# Carmspack pup-- 1 year birthday pic-- Take 2!



## Emoore (Oct 9, 2002)

Sent to me by Carmen, sent to Carmen by her owner , female dog born Nov 3 2010 -- Griswold Xazziam sire , Airdrie Hill vom Schmetterling dam. 








What can I say, she's beautiful.








Rather ironic, isn't it?











had me laughing ! 









and from yesterday 

that's Carmspack Kaeya 


Emoore's note: sorry I had to guess at which pics went with which captions. Hopefully I got it right! Also I tried to rotate them but they kept un-rotating themselves. Sorry.


----------



## Kayos and Havoc (Oct 17, 2002)

Gorgeous!!!


----------



## marshies (May 18, 2011)

Thank you for sharing! 
She is such a beautiful dog, and has the most gentle expression.


----------



## DanielleOttoMom (May 11, 2010)

She is beautiful!!! I just love her eyes! They are those I will do any thing you ask eyes! :wub:


----------



## holland (Jan 11, 2009)

Really pretty girl!


----------



## Stevenzachsmom (Mar 3, 2008)

Thanks Emoore. YAY! Pictures!! Carmen, she is gorgeous. You must be so proud.


----------



## Nickyb (Jul 11, 2011)

gorgeoussssss... thanks for sharing


----------



## elisabeth_00117 (May 17, 2009)

Stunning!

Love the confidence she shows! :wub:


----------



## Wolfiesmom (Apr 10, 2010)

Just beautiful!


----------



## carmspack (Feb 2, 2011)

thanks all.
this is a dog that has something in her mouth all the time.
the owner plays hockey and to keep in shape he bikes, in the letter that he sent me he says the dog is so fast it is hard for him to keep up with her. her conformation is ground eating ! long easy effortless strides.
she is a warm and affectionate dog , loyal , never a problem in public . she is intense and focused yet totally relaxed , not hyper active. she started life off going to work with the lady , now that contract is finished so she is at home. she met lots of people - never a nuissance , a bit of a star in the office .
her brother is with a police officer and is narcotics, her sister is the "kira" of the bed bug blogs 

the first picture was showing her in her shedding phase , the last picture shows her with her hair and dark colour back .

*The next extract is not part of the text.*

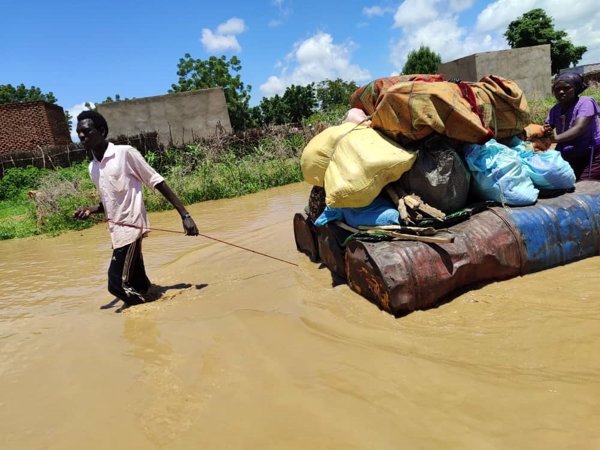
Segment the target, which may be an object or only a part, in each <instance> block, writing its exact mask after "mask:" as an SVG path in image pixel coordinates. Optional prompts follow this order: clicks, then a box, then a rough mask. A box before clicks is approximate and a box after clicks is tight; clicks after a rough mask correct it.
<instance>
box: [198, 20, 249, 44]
mask: <svg viewBox="0 0 600 450" xmlns="http://www.w3.org/2000/svg"><path fill="white" fill-rule="evenodd" d="M244 31H246V24H245V22H244V20H243V19H239V18H237V17H232V18H231V19H229V20H227V21H226V22H223V23H222V24H220V25H218V26H217V30H216V32H213V31H212V30H209V29H208V28H203V29H202V37H201V38H200V42H201V43H202V45H203V46H204V48H205V49H206V50H207V51H209V52H222V51H234V52H241V51H242V47H241V46H240V43H239V42H238V40H237V37H236V35H238V34H241V33H243V32H244Z"/></svg>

I would include her face shots as the epitome of feminine gsd expression . don't let it fool you , the dog is not a push over -- 

thanks Emoore !

Carmen
Carmspack Working German Shepherd Dogs


----------



## Bridget (Apr 5, 2004)

Gorgeous dog! Those sables are really starting to grow on me!


----------



## fuzzybunny (Apr 29, 2011)

Wow, she's a beauty :wub:. She sounds fabulous Carmen!


----------



## CarrieJ (Feb 22, 2011)

Thank you.
What a beautiful dog!


----------



## Wolfgeist (Dec 4, 2010)

What a lovely girl! Thanks for sharing, Carmen.


----------



## Emoore (Oct 9, 2002)

Carmen also asked me to post this pic of the same dog as a baby. So cute!


----------



## carmspack (Feb 2, 2011)

awe thanks Emoore . This is the same pup shown at 5 weeks old. Compare her to her one year shot !! same .

Carmen
Carmspack Working German Shepherd Dogs where the rest of her littermates on my totally not updated web site !


----------



## HEINOLFGSD (May 9, 2011)

She's absolutely stunning! :wub:
LOVE the pictures.


----------



## mebully21 (Nov 18, 2011)

she is stunning!!!


----------



## Caledon (Nov 10, 2008)

Stunning pictures!


----------



## PaddyD (Jul 22, 2010)

Bridget said:


> Gorgeous dog! Those sables are really starting to grow on me!


Ditto
Must confess. Took me a long time to convert to a sable fan.
Love the light around the eyes in a dark mask.


----------



## carmspack (Feb 2, 2011)

here is her sister , you've seen her lots , Birch-Bark Hill
I am trying to get a picture of "Rudy" , one of the males from this litter that is already a working narc dog.
Carmen
Carmspack Working German Shepherd Dogs


----------



## marshies (May 18, 2011)

Beautiful dog! Great blog too! I've been looking for more training/GSD blogs to follow in preparation for Amaretto. I'm now following her, as well as King of the Kastle.


----------



## Wolfgeist (Dec 4, 2010)

Sorry to revive an old thread, but I have a photo of Carmspack Rudy who is a working narcotics dog in Canada (Carmen mentioned him above).. my best friend owns him now but he is still actively working as she works for the GSD operation that owns him. 










My friend says he is extremely structurally sound, moves effortlessly... she says he is one of the nicest GSDs she has ever met. She has three very young boys and he is very sound and stable.


----------



## RZZNSTR (Jan 24, 2015)

Cool!


----------